TOKYO, March 23 (Reuters) - Japan's aluminium industry may see only relatively modest production disruptions from power outages in eastern Japan after this month's devastating earthquake, since much of its capacity is in the undamaged west, but demand could shrink from key customers in harder-hit sectors such as autos.
The regions subject to power blackouts by Tokyo Electric Power Co , which lost about 20 percent of its operating thermal and nuclear power generation in the March 11 disaster, produce an estimated 500,000 to 550,000 tonnes of rolled aluminium products a year, an official of the Japan Aluminium Association said.
That is barely one-fourth of the nationwide total of about 2 million tonnes, he added.
The Tokyo area utility is conducting rolling blackouts and is unlikely to get enough power back online to meet its usual levels of peak demand in the summer.
Companies with aluminium facilities in the affected area include Kobe Steel , Furukawa-Sky Aluminum Corp and Showa Denko K.K. .
"The blackouts have forced us to cut back production levels slightly, but there has been no major impact so far," said an official at one of the companies affected by the power outages.
"Currently, we are expecting a slight dip in production for next month as automakers have shut their factories."
Toyota Motor Corp has suspended production at all of its domestic assembly plants at least through March 26, for an estimated production loss of 140,000 vehicles.
Adding in Japan's other top-three vehicle makers, Nissan Motor Co and Honda Motor Co , the total could reach 200,000 vehicles, the Nikkei newspaper said.
Unlike steel or copper, few mainstay aluminium facilities are located in the quake-hit region, although the lack of a consistent power supply poses a risk to production.

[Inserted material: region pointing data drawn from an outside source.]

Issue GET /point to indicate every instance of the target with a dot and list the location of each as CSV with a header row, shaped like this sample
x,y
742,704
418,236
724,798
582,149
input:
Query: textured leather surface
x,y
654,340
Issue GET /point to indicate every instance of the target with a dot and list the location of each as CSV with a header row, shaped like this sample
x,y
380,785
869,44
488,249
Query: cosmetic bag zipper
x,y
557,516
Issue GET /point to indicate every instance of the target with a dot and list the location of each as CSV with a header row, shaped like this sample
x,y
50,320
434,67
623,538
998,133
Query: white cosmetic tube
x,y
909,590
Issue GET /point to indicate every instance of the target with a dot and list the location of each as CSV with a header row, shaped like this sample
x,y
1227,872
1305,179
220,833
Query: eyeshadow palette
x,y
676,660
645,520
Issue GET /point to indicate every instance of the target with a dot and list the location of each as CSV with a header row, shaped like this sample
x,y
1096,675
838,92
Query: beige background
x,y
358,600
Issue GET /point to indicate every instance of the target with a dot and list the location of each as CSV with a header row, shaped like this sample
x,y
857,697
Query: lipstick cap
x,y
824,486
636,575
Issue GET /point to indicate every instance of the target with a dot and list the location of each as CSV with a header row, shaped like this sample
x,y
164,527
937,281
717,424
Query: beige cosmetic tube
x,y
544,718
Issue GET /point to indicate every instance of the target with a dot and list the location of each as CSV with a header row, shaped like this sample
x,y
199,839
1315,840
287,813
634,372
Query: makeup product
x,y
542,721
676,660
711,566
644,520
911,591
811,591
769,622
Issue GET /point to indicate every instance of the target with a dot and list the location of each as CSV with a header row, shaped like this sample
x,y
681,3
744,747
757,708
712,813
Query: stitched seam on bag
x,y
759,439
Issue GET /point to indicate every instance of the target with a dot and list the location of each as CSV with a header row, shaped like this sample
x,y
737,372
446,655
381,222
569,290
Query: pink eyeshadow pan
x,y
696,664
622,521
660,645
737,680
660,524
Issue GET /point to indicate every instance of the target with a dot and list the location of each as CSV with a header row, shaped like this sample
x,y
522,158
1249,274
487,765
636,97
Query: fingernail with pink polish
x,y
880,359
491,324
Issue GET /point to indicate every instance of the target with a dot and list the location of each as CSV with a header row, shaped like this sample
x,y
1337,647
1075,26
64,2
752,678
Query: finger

"The rolling blackouts have a much greater impact than the quake itself and member companies are concerned about the potential damage to their production," said the Japan Aluminium Association official.
"An intermittent blackout is a problem as it stops the entire aluminium production line for the whole day, disrupting the production process," the official said.
The impact of unstable electricity supplies could be limited, however, as facilities subject to blackouts may not have been running at full capacity at the time of the quake, industry officials said.
Facilities in west Japan remain operational and supported by economic activities unaffected by the quake, while Japan's fragmented electric power network will shield utilities in that region, as it makes it impossible for them to share a significant amount of power with eastern Japan.
While near-term demand for aluminium is expected to be slack, with many manufacturers suspending operations, suppliers have stuck to their shipment plans and are flexible about volume adjustments, traders said.
"Automakers have halted production but there is demand in western Japan and for exports," said an official at a trading firm. "We have no plan to cut supply volumes or skip shipments."
There are concerns about transportation infrastructure, which could affect deliveries even if production lines are unaffected, industry officials said.
"Priority in sending materials to the quake-damaged areas, rising fuel costs due to demand in these areas, and a delay in reconstruction of traffic networks around northern Japan could affect deliveries of products longer-term," an end-user said.
Shipments of primary aluminium are largely unaffected, as major ports south of Tokyo have remained fully operational.
About 100,000 tonnes of Russian aluminium per year is shipped to Hitachinaka port in Ibaraki Prefecture, which was damaged by the quake, but that is only a small portion of Japan's 2 million tonnes of annual imports, the industry group official said.